Colliers International is a multinational property sales and management operation with a strong presence in commercial property in Canberra. Earlier this month they released a report based on a survey of commercial property owners about  Canberras Light Rail project. http://www.colliers.com.au/~/media/Australia Website/Files/Research/ACTLightRail_SurveyResults.ashx

Download the report here.

Who did Colliers survey?

The survey consisted of submitting ten questions to ninety property owners along the Northbourne – Flemington light rail route (out of 110 property owners). 36% of owners responded to the survey.

Colliers felt there had been a lack of engagement with commercial property owners, particularly along the Northbourne Avenue and Flemington Road light rail corridor.

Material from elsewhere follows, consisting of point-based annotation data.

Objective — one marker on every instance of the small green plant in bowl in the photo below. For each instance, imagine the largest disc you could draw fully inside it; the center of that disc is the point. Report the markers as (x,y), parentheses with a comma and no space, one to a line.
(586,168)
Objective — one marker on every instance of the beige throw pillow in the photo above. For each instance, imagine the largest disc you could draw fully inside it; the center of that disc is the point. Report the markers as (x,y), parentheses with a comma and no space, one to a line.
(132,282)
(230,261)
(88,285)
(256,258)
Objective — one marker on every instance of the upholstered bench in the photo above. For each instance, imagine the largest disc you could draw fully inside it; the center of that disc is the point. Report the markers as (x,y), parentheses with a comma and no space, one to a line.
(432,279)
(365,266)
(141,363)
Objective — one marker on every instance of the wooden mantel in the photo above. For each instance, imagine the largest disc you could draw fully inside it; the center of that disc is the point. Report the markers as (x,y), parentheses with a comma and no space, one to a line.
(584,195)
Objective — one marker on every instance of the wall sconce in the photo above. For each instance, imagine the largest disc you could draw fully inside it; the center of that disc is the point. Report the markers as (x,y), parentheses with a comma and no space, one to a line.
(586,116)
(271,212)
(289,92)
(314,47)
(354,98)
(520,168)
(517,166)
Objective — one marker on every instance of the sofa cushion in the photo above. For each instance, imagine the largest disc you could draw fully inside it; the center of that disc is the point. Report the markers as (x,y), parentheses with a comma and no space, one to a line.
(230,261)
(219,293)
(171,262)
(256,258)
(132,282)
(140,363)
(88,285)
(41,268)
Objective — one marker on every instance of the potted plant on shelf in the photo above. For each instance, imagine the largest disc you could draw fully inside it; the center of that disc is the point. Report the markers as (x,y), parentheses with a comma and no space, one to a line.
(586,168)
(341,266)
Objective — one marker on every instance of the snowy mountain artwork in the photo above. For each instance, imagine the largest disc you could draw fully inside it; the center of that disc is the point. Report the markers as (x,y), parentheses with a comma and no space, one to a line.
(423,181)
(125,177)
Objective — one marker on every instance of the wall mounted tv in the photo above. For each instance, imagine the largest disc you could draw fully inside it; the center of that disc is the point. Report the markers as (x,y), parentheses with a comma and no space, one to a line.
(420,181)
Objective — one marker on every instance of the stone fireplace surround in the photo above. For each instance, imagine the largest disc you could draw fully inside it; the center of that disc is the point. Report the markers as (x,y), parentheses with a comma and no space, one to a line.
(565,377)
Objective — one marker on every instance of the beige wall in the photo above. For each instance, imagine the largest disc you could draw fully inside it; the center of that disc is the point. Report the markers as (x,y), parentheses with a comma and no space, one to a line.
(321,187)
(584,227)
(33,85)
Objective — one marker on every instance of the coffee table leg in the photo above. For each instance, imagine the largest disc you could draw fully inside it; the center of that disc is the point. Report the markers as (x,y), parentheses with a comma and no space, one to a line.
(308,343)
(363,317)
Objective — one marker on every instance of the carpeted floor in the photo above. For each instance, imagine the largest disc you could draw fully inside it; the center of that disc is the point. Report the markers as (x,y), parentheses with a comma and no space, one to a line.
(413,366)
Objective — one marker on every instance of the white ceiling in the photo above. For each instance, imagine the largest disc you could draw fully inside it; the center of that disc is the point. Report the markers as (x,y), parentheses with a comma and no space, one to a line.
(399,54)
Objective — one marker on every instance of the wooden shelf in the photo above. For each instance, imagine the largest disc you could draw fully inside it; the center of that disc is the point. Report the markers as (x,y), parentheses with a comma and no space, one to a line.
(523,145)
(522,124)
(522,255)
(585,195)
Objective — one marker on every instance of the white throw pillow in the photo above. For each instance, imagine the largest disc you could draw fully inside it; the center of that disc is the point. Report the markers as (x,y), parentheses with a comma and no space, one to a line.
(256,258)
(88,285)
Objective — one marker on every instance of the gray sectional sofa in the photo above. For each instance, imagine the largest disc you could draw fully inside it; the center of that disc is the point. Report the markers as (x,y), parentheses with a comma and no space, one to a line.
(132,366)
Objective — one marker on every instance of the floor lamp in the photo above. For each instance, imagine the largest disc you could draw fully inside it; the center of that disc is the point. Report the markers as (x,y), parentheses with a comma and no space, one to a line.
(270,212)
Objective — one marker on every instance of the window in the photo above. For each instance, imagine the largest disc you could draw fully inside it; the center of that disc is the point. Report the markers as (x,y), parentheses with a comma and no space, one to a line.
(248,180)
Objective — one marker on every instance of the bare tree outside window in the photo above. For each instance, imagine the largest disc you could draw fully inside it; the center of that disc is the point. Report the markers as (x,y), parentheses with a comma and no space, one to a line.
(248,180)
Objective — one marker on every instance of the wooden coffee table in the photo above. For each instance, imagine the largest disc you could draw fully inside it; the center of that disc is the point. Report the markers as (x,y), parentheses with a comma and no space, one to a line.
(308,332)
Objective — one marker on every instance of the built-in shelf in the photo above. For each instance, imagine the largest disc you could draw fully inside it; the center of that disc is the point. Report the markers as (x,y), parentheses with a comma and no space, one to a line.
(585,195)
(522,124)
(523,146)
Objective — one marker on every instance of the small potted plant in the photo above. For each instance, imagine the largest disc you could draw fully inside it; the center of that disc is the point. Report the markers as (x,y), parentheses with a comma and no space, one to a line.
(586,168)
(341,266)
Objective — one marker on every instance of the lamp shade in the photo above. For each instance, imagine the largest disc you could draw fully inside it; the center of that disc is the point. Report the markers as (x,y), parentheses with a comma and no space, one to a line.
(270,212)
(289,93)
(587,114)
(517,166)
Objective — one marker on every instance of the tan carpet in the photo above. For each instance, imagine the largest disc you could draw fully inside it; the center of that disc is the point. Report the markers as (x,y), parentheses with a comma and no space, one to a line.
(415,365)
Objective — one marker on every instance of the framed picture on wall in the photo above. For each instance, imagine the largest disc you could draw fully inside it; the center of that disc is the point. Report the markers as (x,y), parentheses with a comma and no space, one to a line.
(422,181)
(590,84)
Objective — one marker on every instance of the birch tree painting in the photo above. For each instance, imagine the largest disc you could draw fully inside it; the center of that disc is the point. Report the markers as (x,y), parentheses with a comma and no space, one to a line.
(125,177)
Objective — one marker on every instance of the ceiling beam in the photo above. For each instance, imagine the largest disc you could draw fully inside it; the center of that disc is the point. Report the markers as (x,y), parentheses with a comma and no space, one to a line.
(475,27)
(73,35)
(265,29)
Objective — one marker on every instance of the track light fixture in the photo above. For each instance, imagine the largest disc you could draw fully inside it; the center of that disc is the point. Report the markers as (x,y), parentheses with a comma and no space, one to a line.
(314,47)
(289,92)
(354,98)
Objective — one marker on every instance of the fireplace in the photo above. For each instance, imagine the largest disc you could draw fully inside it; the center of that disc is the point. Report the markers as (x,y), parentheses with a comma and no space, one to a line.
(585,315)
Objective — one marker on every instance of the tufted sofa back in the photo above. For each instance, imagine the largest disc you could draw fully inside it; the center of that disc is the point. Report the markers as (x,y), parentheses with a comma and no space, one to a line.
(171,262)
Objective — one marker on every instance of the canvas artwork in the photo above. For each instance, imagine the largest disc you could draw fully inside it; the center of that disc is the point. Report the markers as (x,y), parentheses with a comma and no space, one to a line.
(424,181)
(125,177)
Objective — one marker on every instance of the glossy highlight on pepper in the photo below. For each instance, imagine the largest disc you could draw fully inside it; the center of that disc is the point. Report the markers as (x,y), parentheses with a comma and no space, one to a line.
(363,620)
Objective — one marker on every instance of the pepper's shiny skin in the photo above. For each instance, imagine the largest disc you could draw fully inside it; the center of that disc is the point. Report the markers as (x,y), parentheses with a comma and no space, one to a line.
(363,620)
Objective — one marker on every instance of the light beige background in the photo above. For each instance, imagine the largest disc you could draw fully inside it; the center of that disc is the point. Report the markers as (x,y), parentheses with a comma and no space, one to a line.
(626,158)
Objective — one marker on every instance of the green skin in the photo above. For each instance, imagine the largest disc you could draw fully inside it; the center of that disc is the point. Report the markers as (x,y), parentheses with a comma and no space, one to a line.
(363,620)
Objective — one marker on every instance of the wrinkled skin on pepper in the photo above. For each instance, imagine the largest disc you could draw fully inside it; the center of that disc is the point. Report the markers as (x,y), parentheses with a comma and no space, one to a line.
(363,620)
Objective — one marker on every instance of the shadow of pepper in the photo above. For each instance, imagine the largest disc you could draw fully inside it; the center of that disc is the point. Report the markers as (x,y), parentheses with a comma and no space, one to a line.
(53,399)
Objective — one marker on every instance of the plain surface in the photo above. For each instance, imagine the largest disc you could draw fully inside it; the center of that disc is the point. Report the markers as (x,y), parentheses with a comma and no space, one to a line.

Colliers survey focus was on the impact of light rail on commercial property in the short, medium and long term. The primary objectives of the survey were for Colliers to understand the following:

  • Do property owners believe that the light rail project will ultimately benefit Canberra?
  • Whether the major infrastructure project would benefit commercial property values and tenant retention along the corridor.
  • Have owners of properties along the Stage 1 route considered repurposing or disposing of their properties given the ACT Government’s land release program along the corridor?
  • Is there cause for concern of an oversupply of dwellings given the significant number of mixed-use developments forecast along the corridor?
  • What are the major concerns for commercial property owners along Stage 1?

 

What did the survey find?

Overall the survey results show support for the light rail project and its positive benefits. However, some of the findings from the survey are a little startling for supporters of better public transport, and show that more work needs to be done communicating with business and property owners about the benefits that light rail will bring. Some of the responses are contrasting and reflect the differing views of respondents overall.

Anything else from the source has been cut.